Comparison of Sandboxing Technologies
| Feature | Firejail | Landlock | Bubblewrap | sandbox-exec | Docker |
|---|---|---|---|---|---|
| Platform | Linux | Linux 5.13+ | Linux | macOS | Linux/macOS |
| Privileges Required | None (setuid) | None | None | None | Docker daemon |
| Filesystem Isolation | Whitelist/blacklist | Path-based ACL | Bind mounts | Policy-based | Full container FS |
| Network Isolation | Yes | No | Yes | Yes | Yes |
| PID Namespace | Yes | No | Yes | Limited | Yes |
| Seccomp Filtering | Yes | No | No | No | Yes |
| Overhead | Low | Minimal | Low | Low | Medium-High |
| Complexity | Medium | Low | Medium | Low | High |
| Maturity | Stable | New (2021) | Stable | Stable | Very Stable |
| Use Case | General sandboxing | Fine-grained FS control | Desktop apps | macOS isolation | Full isolation |
go-restricted-runner: Unified Sandboxing Interface
The go-restricted-runner library provides a unified Go interface for multiple sandboxing backends:
import "github.com/inercia/go-restricted-runner/pkg/runner"

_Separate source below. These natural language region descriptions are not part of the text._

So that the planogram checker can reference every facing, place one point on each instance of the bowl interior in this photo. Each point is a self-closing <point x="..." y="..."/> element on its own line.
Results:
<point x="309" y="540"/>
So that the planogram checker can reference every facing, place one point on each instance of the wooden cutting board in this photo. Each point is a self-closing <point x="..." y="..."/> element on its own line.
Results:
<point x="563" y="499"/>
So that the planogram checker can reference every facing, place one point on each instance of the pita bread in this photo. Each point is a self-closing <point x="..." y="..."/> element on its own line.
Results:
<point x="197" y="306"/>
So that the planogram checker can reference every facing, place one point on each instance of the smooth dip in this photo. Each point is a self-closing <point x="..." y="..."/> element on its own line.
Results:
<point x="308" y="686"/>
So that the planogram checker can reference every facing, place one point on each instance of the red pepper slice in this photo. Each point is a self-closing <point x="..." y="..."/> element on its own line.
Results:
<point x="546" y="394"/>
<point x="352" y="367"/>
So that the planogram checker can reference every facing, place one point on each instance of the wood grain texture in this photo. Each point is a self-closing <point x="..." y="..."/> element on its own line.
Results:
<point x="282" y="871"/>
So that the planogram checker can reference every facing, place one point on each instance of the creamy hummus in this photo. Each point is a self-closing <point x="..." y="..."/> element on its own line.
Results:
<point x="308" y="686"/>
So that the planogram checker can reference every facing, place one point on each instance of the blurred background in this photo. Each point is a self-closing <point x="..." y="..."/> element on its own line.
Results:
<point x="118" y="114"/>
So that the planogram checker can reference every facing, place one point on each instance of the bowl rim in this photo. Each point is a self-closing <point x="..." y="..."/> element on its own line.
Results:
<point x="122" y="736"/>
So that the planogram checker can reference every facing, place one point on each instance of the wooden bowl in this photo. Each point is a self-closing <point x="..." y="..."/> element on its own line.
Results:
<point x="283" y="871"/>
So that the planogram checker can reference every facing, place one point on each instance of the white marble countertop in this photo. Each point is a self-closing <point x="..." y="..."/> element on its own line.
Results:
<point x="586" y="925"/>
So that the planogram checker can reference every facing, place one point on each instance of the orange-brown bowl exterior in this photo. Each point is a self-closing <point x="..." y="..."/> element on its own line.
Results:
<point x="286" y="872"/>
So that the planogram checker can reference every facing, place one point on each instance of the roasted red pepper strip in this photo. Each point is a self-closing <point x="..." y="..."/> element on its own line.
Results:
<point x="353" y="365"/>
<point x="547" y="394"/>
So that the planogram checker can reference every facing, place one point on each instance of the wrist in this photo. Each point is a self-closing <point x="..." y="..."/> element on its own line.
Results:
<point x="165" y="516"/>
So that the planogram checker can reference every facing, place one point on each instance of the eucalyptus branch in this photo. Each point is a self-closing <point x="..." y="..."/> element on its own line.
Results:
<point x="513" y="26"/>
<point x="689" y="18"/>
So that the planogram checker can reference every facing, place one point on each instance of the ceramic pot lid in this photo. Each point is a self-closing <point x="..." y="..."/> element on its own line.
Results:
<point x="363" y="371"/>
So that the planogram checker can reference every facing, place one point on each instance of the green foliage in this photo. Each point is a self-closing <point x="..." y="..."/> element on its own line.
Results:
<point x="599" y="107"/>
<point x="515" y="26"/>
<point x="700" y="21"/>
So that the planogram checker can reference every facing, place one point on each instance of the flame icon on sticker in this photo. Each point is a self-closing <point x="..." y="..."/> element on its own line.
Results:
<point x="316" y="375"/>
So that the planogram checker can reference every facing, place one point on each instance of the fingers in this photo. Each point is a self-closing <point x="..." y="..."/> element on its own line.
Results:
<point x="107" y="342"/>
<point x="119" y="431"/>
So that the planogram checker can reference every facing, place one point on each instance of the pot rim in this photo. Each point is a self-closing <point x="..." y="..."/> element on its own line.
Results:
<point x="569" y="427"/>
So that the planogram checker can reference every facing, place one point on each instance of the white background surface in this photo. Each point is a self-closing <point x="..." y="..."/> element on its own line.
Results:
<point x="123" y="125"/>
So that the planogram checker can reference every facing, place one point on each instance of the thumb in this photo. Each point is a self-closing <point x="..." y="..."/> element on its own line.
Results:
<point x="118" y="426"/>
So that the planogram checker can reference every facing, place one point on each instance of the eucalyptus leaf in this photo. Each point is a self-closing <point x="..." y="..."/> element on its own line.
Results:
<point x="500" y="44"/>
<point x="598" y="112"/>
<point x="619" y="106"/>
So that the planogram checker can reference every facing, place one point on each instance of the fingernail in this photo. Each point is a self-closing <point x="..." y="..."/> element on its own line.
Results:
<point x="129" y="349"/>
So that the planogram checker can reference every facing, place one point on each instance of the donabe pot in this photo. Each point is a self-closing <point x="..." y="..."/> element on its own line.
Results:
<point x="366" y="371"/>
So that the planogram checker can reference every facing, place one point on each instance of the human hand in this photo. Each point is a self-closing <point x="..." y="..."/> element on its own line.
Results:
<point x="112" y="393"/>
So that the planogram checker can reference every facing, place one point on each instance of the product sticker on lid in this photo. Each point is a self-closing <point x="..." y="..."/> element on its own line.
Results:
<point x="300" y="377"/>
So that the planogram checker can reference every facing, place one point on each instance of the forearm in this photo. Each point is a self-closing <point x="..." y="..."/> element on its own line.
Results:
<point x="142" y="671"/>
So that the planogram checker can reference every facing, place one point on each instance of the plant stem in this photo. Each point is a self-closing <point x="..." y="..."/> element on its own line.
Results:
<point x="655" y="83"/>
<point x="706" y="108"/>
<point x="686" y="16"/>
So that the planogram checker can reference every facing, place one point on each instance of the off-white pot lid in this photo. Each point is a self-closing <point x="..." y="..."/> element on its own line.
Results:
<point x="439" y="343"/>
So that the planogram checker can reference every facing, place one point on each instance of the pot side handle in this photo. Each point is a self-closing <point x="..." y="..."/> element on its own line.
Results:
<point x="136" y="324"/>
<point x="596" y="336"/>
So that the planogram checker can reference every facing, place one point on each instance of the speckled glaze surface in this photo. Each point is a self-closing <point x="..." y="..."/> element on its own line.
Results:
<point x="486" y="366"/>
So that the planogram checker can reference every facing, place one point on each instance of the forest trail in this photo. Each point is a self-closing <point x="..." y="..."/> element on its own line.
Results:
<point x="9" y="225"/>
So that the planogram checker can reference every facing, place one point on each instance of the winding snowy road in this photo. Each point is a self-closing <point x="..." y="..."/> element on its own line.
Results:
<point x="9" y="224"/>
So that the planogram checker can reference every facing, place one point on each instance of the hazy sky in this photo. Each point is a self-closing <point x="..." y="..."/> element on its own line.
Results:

// Create a firejail-based runner
r, err := runner.New(runner.TypeFirejail, runner.Options{
"allow_networking": false,
"allow_read_folders": []string{"/tmp/workspace"},
}, logger)
// Execute untrusted command
output, err := r.Run(ctx, "sh", "echo 'Hello from sandbox'", nil, nil, false)Supported Runners
- exec: Direct execution (no isolation) - for trusted environments
- sandbox-exec: macOS sandboxing via SBKE
- firejail: Linux namespace-based isolation
- docker: Container-based isolation with full filesystem separation
Interactive Process Communication
For LLM agents that need REPL-style interaction or streaming output:
stdin, stdout, stderr, wait, err := r.RunWithPipes(
ctx, "python3", []string{"-i"}, nil, nil,
)
// Send commands to the sandboxed process
fmt.Fprintln(stdin, "import os; print(os.getcwd())")
stdin.Close()
// Read streaming output
output, _ := io.ReadAll(stdout)
wait()This enables agents to maintain stateful sessions with interpreters (Python, Node.js, etc.) while remaining isolated.
Practical Considerations
Defense in Depth
Sandboxing should be one layer in a defense-in-depth strategy:
- Input validation: Sanitize LLM-generated commands before execution
- Resource limits: Use cgroups to limit CPU, memory, and I/O
- Audit logging: Record all executed commands for forensic analysis
- Least privilege: Run sandboxed processes as unprivileged users
- Timeout enforcement: Kill long-running processes automatically
Performance vs. Security Trade-offs
- Firejail: Low overhead, good for frequent short-lived processes
- Docker: Higher overhead, better isolation, suitable for long-running agents
- Landlock: Minimal overhead, but requires kernel 5.13+
Limitations
No sandbox is perfect. Kernel vulnerabilities, container escapes, and side-channel attacks remain possible. Critical systems should combine sandboxing with:
- Regular security updates
- Intrusion detection systems
- Network segmentation
- Principle of least privilege at the infrastructure level
Conclusion
As LLM agents become more autonomous and capable, robust sandboxing transitions from optional to mandatory. Technologies like firejail, Landlock, and bubblewrap provide the primitives needed to safely execute untrusted code. Libraries like go-restricted-runner make these technologies accessible to developers building agent systems.
The key insight: treat LLM-generated code with the same suspicion you'd apply to arbitrary user input. Sandbox everything, assume breach, and build systems that fail safely when isolation is compromised.